The affordability exemption is the main exemption from the state-level individual mandate. If the least expensive plan premium is greater than or around 8% of your household income in 2021, there is no tax penalty for being uninsured. This implies that the punishment to be faced is a determinant of one’s income level.

Let us look at the following exemptions:

i. Low income (below 135-150% of the federal poverty level)

ii. Religious conscience exemption

iii. Hardship exemption: homelessness, eviction, natural disaster, domestic violence, bankruptcy, or other disrupting life events are always put into consideration

iv. Short coverage gap (three months or less)

v. Part of a federally recognized Native American tribe

States that have Individual Mandate?

Below are the states with individual mandates:

a. California

b. D.C.

c. Massachusetts

d. New Jersey

e. Rhode Island

f. Vermont ( it has instituted a health insurance penalty for uninsured individuals in that state. The health insurance penalty law went into effect in 2020)

g. District of Columbia. This city has signed its own health insurance penalty into law. It went into effect in 2019.

How Do I Avoid the punishment for not Paying a Mandate Penalty for Not Having Health Insurance?

Individual mandates from some states make it possible to incur a penalty via reduced state tax credits. Ensure you are fully covered for the entire year by understanding the different enrollment periods.

Also, you may enroll in a private insurance marketplace through your state’s marketplace. However, The amount you make each year must meet certain rules. The good news is that some financial support may be available even if you are in a middle-income range.

For instance, you’ll likely be able to get money if you make up to about $54,000 a year for one person or about $111,000 for a family of four. These income amounts are based on the federal poverty guidelines and will change every year. How much financial help you get depends on how much money you make a year. The less you make, the more help you get.

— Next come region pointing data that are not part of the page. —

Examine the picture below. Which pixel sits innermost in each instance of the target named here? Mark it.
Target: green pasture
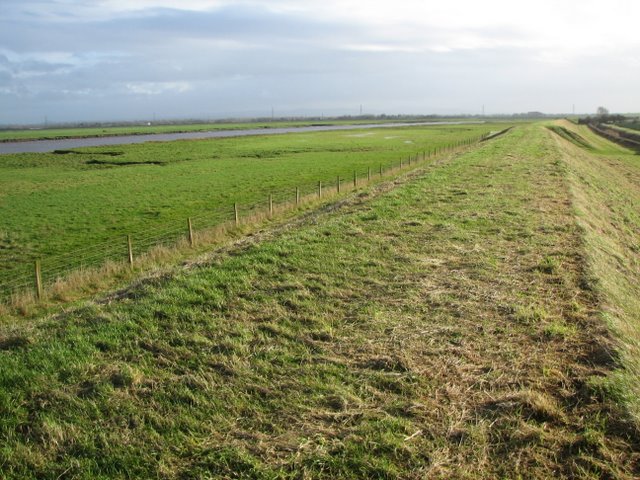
(76, 207)
(144, 129)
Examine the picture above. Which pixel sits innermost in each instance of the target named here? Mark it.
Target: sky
(106, 60)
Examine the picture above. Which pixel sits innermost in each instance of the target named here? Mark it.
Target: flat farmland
(75, 207)
(447, 324)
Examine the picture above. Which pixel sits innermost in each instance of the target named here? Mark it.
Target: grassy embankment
(85, 132)
(605, 183)
(75, 208)
(442, 329)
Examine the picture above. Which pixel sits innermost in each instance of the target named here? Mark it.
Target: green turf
(438, 330)
(52, 205)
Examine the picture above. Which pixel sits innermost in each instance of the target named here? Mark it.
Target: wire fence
(38, 277)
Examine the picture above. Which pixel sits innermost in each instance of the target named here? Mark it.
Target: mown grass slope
(606, 190)
(440, 329)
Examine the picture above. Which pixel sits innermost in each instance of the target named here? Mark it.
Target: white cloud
(158, 88)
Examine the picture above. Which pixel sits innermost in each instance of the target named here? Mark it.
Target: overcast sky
(79, 60)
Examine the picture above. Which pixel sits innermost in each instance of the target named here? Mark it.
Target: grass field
(605, 181)
(58, 133)
(75, 208)
(445, 325)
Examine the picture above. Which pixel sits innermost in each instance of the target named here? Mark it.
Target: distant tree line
(602, 116)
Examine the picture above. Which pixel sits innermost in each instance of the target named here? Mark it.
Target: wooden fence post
(38, 278)
(130, 250)
(190, 227)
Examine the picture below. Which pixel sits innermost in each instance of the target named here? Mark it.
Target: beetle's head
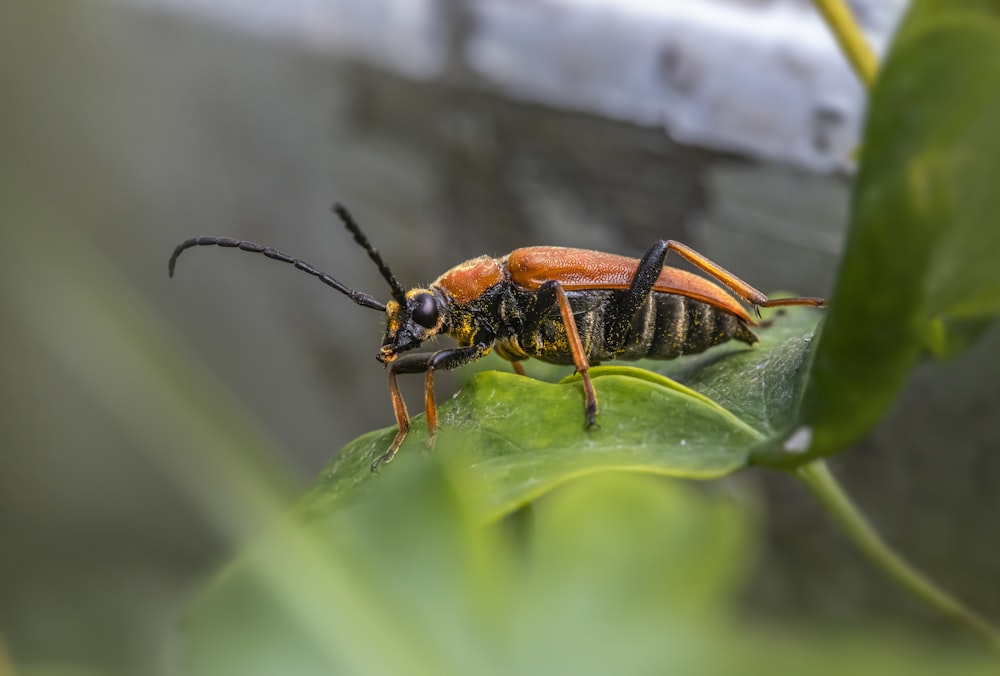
(409, 323)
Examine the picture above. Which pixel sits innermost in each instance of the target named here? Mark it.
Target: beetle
(555, 304)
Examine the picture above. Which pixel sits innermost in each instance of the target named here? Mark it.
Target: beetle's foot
(391, 453)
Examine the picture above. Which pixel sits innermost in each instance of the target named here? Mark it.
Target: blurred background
(451, 128)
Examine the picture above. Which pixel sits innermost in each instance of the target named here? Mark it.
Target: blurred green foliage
(615, 573)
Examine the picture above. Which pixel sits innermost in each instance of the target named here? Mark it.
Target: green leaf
(524, 436)
(921, 266)
(615, 573)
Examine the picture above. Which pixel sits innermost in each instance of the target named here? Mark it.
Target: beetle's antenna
(398, 292)
(362, 299)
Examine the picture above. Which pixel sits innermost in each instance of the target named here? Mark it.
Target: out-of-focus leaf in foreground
(921, 266)
(615, 573)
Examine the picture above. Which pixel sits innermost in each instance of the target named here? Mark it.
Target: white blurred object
(761, 78)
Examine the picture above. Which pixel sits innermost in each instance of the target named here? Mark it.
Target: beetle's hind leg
(735, 284)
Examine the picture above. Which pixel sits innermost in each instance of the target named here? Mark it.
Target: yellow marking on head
(392, 316)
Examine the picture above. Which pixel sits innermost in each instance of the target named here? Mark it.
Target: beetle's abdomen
(666, 326)
(670, 325)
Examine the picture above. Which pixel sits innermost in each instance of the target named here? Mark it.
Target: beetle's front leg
(425, 363)
(552, 290)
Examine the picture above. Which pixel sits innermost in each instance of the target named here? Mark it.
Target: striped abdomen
(666, 326)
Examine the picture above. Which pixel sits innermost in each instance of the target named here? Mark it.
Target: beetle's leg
(575, 346)
(643, 281)
(447, 360)
(402, 422)
(735, 284)
(426, 363)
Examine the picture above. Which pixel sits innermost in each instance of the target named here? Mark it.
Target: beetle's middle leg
(426, 363)
(554, 288)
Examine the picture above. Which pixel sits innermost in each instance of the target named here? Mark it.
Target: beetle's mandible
(554, 304)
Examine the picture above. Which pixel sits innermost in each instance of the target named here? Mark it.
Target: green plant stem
(817, 477)
(850, 38)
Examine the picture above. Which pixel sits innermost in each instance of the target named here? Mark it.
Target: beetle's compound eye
(424, 310)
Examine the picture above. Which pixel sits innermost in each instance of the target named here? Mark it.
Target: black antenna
(362, 299)
(398, 292)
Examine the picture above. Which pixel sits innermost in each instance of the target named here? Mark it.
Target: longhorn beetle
(555, 304)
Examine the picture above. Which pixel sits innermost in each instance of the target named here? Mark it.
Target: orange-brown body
(560, 305)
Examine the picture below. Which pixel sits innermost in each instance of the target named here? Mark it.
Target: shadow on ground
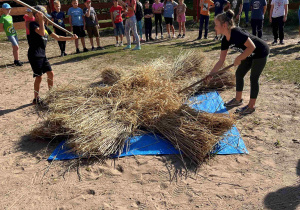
(285, 198)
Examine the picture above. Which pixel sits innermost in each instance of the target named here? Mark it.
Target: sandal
(233, 103)
(245, 110)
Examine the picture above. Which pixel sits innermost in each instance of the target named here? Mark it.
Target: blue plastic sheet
(150, 144)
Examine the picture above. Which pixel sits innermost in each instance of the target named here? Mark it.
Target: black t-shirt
(148, 12)
(37, 43)
(239, 37)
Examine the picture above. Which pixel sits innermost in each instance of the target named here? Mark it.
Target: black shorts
(39, 66)
(78, 30)
(169, 21)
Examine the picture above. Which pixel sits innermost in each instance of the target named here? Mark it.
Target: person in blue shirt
(219, 8)
(77, 22)
(58, 18)
(258, 10)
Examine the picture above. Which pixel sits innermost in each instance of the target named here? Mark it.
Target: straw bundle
(98, 120)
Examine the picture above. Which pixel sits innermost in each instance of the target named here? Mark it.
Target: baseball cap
(6, 6)
(43, 10)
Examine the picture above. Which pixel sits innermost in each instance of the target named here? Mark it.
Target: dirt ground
(267, 178)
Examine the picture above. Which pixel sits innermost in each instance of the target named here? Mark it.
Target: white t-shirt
(278, 10)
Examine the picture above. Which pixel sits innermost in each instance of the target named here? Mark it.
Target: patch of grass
(283, 70)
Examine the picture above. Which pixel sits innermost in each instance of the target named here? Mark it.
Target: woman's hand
(237, 61)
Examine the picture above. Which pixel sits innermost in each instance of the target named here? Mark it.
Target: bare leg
(16, 52)
(76, 43)
(50, 77)
(98, 41)
(91, 41)
(37, 85)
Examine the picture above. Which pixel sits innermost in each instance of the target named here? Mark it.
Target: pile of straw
(98, 120)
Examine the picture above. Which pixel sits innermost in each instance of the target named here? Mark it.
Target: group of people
(253, 55)
(278, 15)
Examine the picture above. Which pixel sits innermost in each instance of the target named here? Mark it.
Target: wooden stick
(198, 82)
(54, 24)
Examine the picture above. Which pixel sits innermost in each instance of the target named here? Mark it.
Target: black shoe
(18, 63)
(37, 101)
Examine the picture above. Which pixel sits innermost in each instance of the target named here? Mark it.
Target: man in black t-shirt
(39, 34)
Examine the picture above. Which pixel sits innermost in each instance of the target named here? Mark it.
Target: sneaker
(18, 63)
(274, 42)
(137, 48)
(127, 47)
(37, 101)
(244, 110)
(233, 103)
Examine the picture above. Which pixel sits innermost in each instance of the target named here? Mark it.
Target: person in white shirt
(278, 16)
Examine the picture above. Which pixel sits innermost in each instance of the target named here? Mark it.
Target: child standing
(36, 53)
(6, 23)
(169, 6)
(130, 23)
(77, 24)
(28, 17)
(58, 18)
(148, 21)
(157, 8)
(91, 24)
(258, 10)
(205, 5)
(219, 8)
(116, 17)
(139, 14)
(278, 16)
(181, 8)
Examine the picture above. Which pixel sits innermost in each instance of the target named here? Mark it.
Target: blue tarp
(149, 144)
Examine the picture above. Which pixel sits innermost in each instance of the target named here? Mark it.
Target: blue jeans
(203, 18)
(130, 24)
(246, 8)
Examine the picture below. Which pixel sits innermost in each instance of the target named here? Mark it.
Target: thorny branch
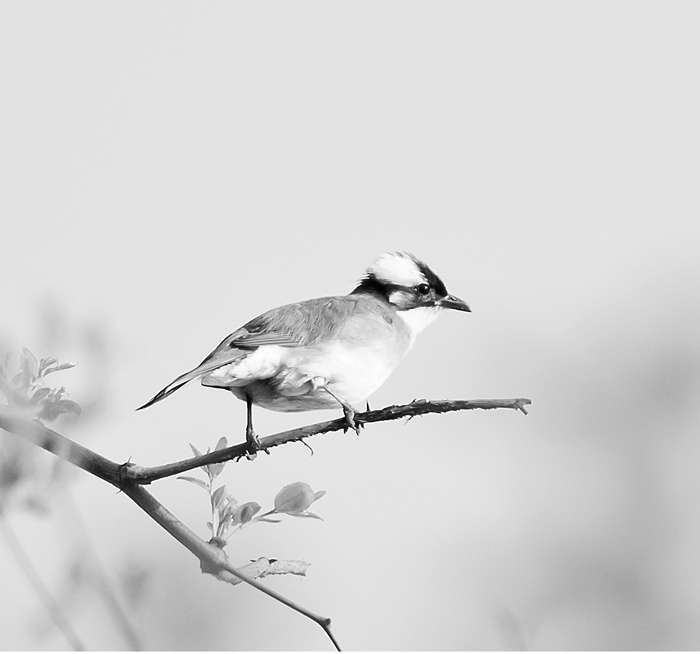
(141, 475)
(130, 479)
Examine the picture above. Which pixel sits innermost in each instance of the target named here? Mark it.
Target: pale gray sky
(168, 170)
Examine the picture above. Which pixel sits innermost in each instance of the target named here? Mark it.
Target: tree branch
(144, 475)
(213, 559)
(130, 478)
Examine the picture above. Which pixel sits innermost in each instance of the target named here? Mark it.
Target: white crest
(398, 268)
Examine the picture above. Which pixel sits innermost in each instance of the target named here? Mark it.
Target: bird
(327, 352)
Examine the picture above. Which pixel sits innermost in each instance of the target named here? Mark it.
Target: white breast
(416, 320)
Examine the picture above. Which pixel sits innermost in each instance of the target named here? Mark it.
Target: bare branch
(130, 479)
(143, 475)
(213, 559)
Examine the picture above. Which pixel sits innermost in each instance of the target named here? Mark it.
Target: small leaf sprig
(228, 515)
(28, 390)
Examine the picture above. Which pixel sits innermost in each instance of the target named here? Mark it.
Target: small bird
(330, 351)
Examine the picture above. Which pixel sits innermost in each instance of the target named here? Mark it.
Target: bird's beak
(453, 302)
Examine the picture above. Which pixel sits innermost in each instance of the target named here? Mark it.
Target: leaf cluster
(228, 515)
(29, 391)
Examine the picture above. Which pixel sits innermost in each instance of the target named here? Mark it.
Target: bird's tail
(201, 369)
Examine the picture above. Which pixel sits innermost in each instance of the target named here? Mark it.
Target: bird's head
(411, 287)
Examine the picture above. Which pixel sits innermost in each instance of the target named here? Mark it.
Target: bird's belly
(352, 373)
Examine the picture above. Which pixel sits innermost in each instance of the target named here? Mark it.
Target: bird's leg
(348, 411)
(250, 436)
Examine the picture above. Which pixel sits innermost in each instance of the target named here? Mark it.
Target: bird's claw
(253, 443)
(350, 421)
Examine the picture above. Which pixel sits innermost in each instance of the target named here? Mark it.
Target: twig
(143, 475)
(130, 479)
(37, 584)
(212, 558)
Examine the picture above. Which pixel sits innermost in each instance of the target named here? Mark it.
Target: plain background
(169, 170)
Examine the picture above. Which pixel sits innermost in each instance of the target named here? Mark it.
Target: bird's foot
(252, 442)
(350, 421)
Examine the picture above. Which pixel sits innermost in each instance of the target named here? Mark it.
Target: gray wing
(291, 325)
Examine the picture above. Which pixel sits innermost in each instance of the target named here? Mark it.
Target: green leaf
(63, 366)
(29, 363)
(218, 496)
(68, 406)
(41, 394)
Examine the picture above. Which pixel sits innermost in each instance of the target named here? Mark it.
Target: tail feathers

Procedure for enrolling in Health insurance

Whether you reside in a state with an individual mandate or not, you can get the coverage you need during “Open Enrollment” which is a part of the year in which you may enroll in or change your healthcare plan. For 2021, the Open Enrollment Period is from Monday, November 1, 2021, to Saturday, January 15, 2022.

The annual Open Enrollment Period (OEP) is the time when all eligible Americans can shop the Health Insurance Marketplace. There, you can pick an Affordable Care Act-compliant health plan for 2020.

Getting an Obamacare health insurance plan means knowing you are getting the care that meets certain standards. And this is in terms of both levels of coverage and consumer protection.

Also, when you shop the Marketplace for health insurance, you’ll also see what kinds of subsidies, you qualify for to make that coverage more affordable.

These subsidies are based on household income level, and they can be very significant—people who enroll on HealthSherpa pay an average of $47/month,  and 94% of people qualified for subsidies during 2020’s Open Enrollment. Ensure you put into consideration all the possible healthcare plans and enroll in one by the end of the Open Enrollment period to ensure coverage for the following year and avoid punishment.


In most states, there’s zero punishment or penalty for not having health insurance coverage. This was a result of the abolishment of the individual mandate in 2019 by President Trump’s administration. However, some states have enacted their own individual mandates stating.

If you live in one of these states and you do not have an exemption, you may be forced to pay a fine, usually in the form of a tax penalty.

If you live in a state where health insurance is required but do not wish to enroll in a plan, see if you are eligible for an exemption so that you can avoid the tax penalty. Some of those states include California, New Jersey, D.C, Rhode Island e.t.c. In present-day insurance, the punishment for not having health insurance has been eliminated while it’s still effective in most states as well.